Lost and Found: A New York Story

Life's rough. We all know this. But once in a great while something happens that breaks through the everyday grind and makes one realize that, hey, wow, it's not just a world of hurt.
This post was published on the now-closed HuffPost Contributor platform. Contributors control their own work and posted freely to our site. If you need to flag this entry as abusive, send us an email.

Life's rough. We all know this. But once in a great while something happens that breaks through the everyday grind and makes one realize that, hey, wow, it's not just a world of hurt. There are angels walking among us.

I had set my alarm for 4:30 a.m. on Wednesday, January 27th. It was my last day at the Sundance Film Festival, where I was working as a publicist on two films. I had been there six days and was looking very much forward to sleeping in my own bed that night. We had an early live radio interview for one of the filmmakers that morning and had to be at the studio by 5:30. Afterwards I came back to the condo we had rented and finished packing and got to the airport in plenty of time for my 1 p.m. flight.

The plane left Salt Lake City late and by the time we landed in Chicago, half the passengers were panicked about making their next connection. As it turned out the weather in Chicago was bad (quel surprise) and many of the connecting flights were pushed back. I made the connection to LaGuardia, but we sat on the tarmac for another good chunk of time while they de-iced the plane and fixed one of the commodes.

Suffice it to say that when I finally landed in New York that night it was about two hours later than scheduled. I'm sure you know this feeling. I was pretty much running on empty at this point from my early start in the day, the cumulative effect of several long days in a row without enough sleep, and the sucker punch to the equilibrium that modern day air travel seems to deliver handily.

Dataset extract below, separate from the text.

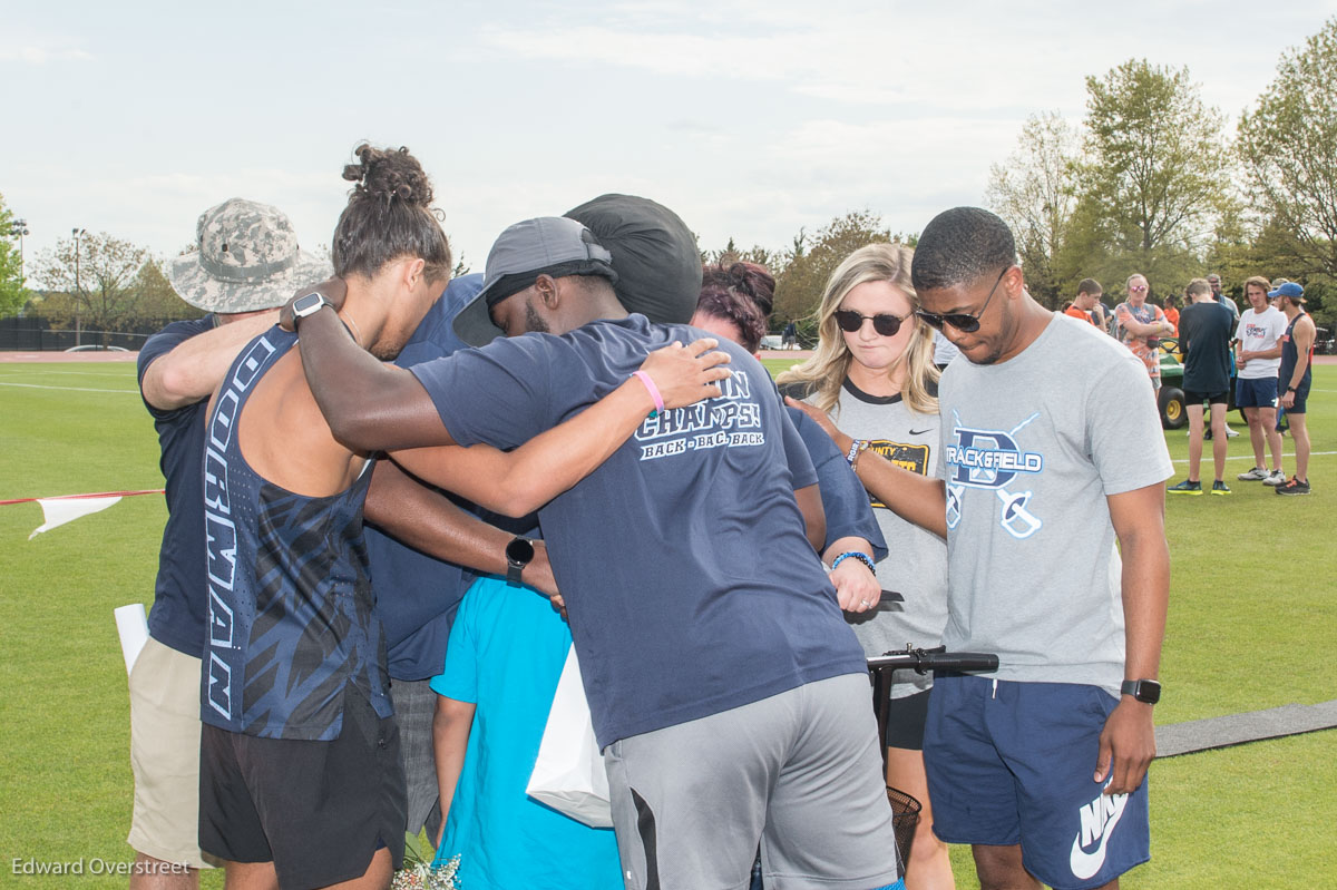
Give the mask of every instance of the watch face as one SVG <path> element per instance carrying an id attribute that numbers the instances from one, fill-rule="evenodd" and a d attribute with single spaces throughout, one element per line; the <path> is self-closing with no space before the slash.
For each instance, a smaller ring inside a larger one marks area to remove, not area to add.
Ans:
<path id="1" fill-rule="evenodd" d="M 528 539 L 516 537 L 505 545 L 505 557 L 511 563 L 528 565 L 533 559 L 533 544 Z"/>
<path id="2" fill-rule="evenodd" d="M 326 299 L 322 294 L 306 294 L 293 301 L 293 314 L 298 318 L 310 315 L 325 303 Z"/>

And of course my suitcase did not rumble down the baggage carousel. Because, well, it had missed the flight somehow. I blearily punched in my name and address to a kiosk to have it delivered to my apartment when it turned up (I didn't dare entertain the conjunctive if). The bag, as it turned out, arrived later that night and was delivered to my building early the next morning.

I stumbled out to the sidewalk and threw myself into the back of a cab, directing the driver to my apartment on the Upper West Side. When we arrived, I pulled my purse out of my carry on bag, carefully placed my housekeys in my pocket, took out my credit card to pay the driver, and pocketed my card and receipt and went upstairs. A few minutes later I discovered to my great horror that my purse was gone. Instead of putting it back in my bag I had dropped it on the floor of the cab.

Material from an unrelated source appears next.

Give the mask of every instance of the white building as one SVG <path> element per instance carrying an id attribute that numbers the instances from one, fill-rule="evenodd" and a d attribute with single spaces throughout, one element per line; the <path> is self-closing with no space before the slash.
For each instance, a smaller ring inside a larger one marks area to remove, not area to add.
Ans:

It's the worst feeling in the world. I kept retracing my steps. I went down to the lobby of my building and even checked the sidewalk in case I had dropped it there and not in the cab. I couldn't conceive that I had not put the purse back in my bag. I felt violated, punched, shaken and stirred. Of course I called 311. They unhelpfully told me that the TLC was closed for the day and all they could do was make a report, but until they opened at 8 a.m. the next morning I had no other option. Later I found out this was not entirely true, that the cab could still have been traced with the medallion number at 11 p.m.

I tried to go to sleep but by now I had passed the point of exhaustion. I felt off-kilter, off balance, severely and totally freaked out. The next morning I called the TLC; they gave me the phone number of the cab company, where a nice woman took my name and number and said once the driver woke up she'd see if he found anything in the cab. Dead end, there was nothing.

One of the items in the purse (along with my eclectically populated iPod Nano and some cash and receipts from my trip) was my out of state driver's license, which I hadn't yet changed to New York State. I got in touch with my friends who lived at the address on the license just to let them know it had been lost and tell them I was applying for a duplicate so I could finally change it to a New York license. And that, I thought, was that.

Not so.

A couple of days later my friends emailed me that they had received a package addressed to me at their address. No one in the world would associate that address with me -- unless they found my license. I told them to open the package, and they did. The purse was in there, with everything -- even the cash -- intact. There was a lovely note from a woman who got into the cab at 11 p.m. that Wednesday night. She felt terrible, she wrote me, and hoped the purse reached me. And she hoped that I had a good time on my visit, assuming of course from my license that I lived in southern California.

The purse made its way back to me via the magic of FedEx. I was truly, truly blessed with the great good luck that the person who got into the cab that night after me was a human being with a conscience who found that purse and went the extra mile to return it. And it happened in New York City, a place that I think somewhat undeservedly has a very bad rap for being unfriendly and cold.

The moral of the story? Be awake and aware and don't drop important things even when you're tired, of course. But the bigger moral is that there are angels of mercy walking among us and you may be lucky enough to find one, as I did.